Notre économie n’a pas pu résister au choc de la révolution. Les IDE aussi bien dans l’industrie que dans les services ont enregistré un recul considérable au fil de plus de quatre années de transition démocratique, pour laisser exploser un déficit généralisé jamais atteint par notre pays.
Malgré ce recul des IDE, l’économie tunisienne n’est pas au bord du précipice et la Tunisie offre encore d’énormes potentialités, et à bien des égards, pour les investisseurs étrangers qui souhaitent s’y établir.
Alors, qu’est-ce qui bloque l’investissement en Tunisie ? Pourquoi est-elle, aujourd’hui, moins attractive pour les entreprises étrangères ?
L’expert en économie et professeur à l’Institut supérieur de gestion, Tahar El Almi, a apporté quelques éléments de réponses, lors de son intervention, dernièrement, dans une émission radiophonique.
« Vu la situation dans laquelle nous nous trouvons aujourd’hui, je crois que le problème numéro un du pays est un problème d’investissement. Je voudrais d’abord souligner en premier lieu, que l’objectif final de la politique économique la Tunisie en l’état actuel des choses, c’est l’emploi et la stabilisation macro-économique. Le développement économique en Tunisie signifie que pour qu’il y ait de l’emploi il faut qu’il y ait de l’investissement. Pour qu’il y ait de l’investissement il faut qu’il y ait du financement et le choix de financement en Tunisie c’est un système bancaire qui va impulser et financer les investissements à long terme dans le pays », a-t-il déclaré. Mais, aujourd’hui, les banques qui ont participé à l’effort d’investissement et d’ailleurs l’ont très bien fait, se trouvent «face au mur», a ajouté El Almi.
Ceci dit, l’expert passe au second point. En effet, « toutes les études académiques entre 2004-2015 montrent que la performance des banques tunisiennes est en deçà de ce qui est attendu, et plus spécialement les banques publiques. Donc, a-t-il déduit, il y a certainement un problème de gouvernance.
Quant au troisième point, Tahar El Almi suggère qu’il faut recapitaliser ces banques publiques, développer les fonds propres et le capital des banques pour qu’elles puissent continuer dans la stabilité financière à financer l’activité économique courte et longue, c’est-à-dire l’investissement.
Qu’est-ce qui bloque l’investissement en Tunisie ?
Je crois que le problème numéro un de la Tunisie est un problème d’investissement qui est le principal moteur de la croissance sur lequel il est possible de tabler pour les deux ou trois années à venir ; donc on ne peut pas relancer l’économie par la consommation, la consommation des ménages ayant un pouvoir d’achat de plus en plus limité, l’endettement des ménages est très élevé.
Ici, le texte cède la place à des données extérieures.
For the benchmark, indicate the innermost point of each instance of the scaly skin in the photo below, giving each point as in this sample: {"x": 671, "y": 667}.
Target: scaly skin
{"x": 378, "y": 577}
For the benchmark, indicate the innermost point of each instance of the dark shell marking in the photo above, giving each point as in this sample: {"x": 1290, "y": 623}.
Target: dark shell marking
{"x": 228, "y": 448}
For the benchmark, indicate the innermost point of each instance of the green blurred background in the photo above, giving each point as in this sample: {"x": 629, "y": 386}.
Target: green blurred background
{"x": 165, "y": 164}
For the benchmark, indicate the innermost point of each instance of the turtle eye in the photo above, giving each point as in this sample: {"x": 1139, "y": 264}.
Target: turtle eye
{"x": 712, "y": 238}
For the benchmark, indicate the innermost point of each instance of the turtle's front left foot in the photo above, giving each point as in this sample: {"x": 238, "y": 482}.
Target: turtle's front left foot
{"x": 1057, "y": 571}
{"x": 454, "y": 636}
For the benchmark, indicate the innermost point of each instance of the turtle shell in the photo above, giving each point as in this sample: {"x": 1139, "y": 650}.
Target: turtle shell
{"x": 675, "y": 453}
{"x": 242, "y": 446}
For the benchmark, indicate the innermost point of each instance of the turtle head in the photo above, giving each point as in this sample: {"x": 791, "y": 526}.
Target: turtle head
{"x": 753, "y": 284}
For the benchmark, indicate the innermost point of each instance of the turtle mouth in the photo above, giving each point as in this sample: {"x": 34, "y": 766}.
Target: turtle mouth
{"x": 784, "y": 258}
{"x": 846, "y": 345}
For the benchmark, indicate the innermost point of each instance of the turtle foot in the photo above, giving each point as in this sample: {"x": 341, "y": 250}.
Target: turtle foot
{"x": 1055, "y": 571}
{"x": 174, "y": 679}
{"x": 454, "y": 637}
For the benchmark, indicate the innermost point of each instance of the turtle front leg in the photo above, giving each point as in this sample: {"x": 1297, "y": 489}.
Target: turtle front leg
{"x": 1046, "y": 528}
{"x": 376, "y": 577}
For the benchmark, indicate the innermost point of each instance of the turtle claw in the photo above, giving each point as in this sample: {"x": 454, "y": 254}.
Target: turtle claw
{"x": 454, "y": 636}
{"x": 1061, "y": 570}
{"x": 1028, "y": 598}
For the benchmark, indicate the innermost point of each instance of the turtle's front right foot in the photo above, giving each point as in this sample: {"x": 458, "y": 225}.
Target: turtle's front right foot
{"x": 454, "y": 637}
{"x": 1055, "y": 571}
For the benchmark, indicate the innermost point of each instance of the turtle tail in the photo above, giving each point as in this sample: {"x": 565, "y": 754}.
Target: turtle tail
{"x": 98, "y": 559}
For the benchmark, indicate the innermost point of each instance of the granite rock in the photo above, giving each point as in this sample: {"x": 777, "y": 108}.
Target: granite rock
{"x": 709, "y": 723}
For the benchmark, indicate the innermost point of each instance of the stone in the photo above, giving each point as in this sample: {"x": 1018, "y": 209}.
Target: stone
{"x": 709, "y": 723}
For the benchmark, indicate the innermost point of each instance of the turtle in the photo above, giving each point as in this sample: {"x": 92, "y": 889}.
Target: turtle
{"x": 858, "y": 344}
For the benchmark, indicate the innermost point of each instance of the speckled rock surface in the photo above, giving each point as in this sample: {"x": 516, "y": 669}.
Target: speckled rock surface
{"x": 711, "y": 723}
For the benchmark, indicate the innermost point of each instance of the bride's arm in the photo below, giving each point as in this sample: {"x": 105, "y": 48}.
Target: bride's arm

On ne peut pas aussi le relancer par la consommation de l’administration pour des raisons de déficit budgétaire et déficits publics.
Le volet exportation et commerce extérieur est également un volet sous contrainte, étant donné non pas la situation économique des entreprises tunisiennes, mais celle de nos partenaires. Nous sommes en train de commercer à hauteur de 80% avec l’Union européenne et la situation en Europe, notamment avec les quatre ou cinq pays qui sont vraiment nos partenaires, en l’occurrence, la France, Italie, l’Allemagne…, n’est pas extraordinaire.
Reste le volet de l’investissement. C’est le volet sur lequel il est possible de jouer, mais à ce niveau-là se pose un problème vraiment sérieux de visibilité. Les investisseurs ont de l’argent et des capacités d’investissement mais n’ont pas de visibilité pour deux raisons : la première est sécuritaire, la seconde raison est le climat social auquel il faut trouver des solutions, en favorisant la négociation sur la confrontation entre patrons et salariés, car on n’a pas le choix. Il faut qui y ait un dialogue social, notamment entre les deux partenaires, à savoir, l’UGTT et l’UTICA et l’Etat pour la fonction publique.
Et enfin cette histoire qui n’en finit pas : le fameux nouveau code des investissements. Personnellement, j’ai adopté une position qui sort du cadre qui a été admis par presque tout le monde : je suis en train de préconiser l’abandon de cette idée de nouveau code des investissements.
Il faut savoir que la promulgation de ce nouveau code va nécessiter au moins six à sept mois de discussions, de palabres à l’Assemblée des représentants du peuple ( ARP ), opposant ceux qui sont pour à ceux qui sont contre, et au cas où ce code serait voté, il faudrait par la suite promulguer des dizaines de décrets d’application et puis après des circulaires. Et cela pourrait prendre deux à trois années, alors qu’il est possible de reprendre le code actuel et d’y porter quelques corrections.
Le chef du gouvernement peut le sortir dans la semaine qui suit et annoncer que cela va contribuer énormément à une meilleure visibilité dans l’environnement économique et à une relance des investissements dans le pays.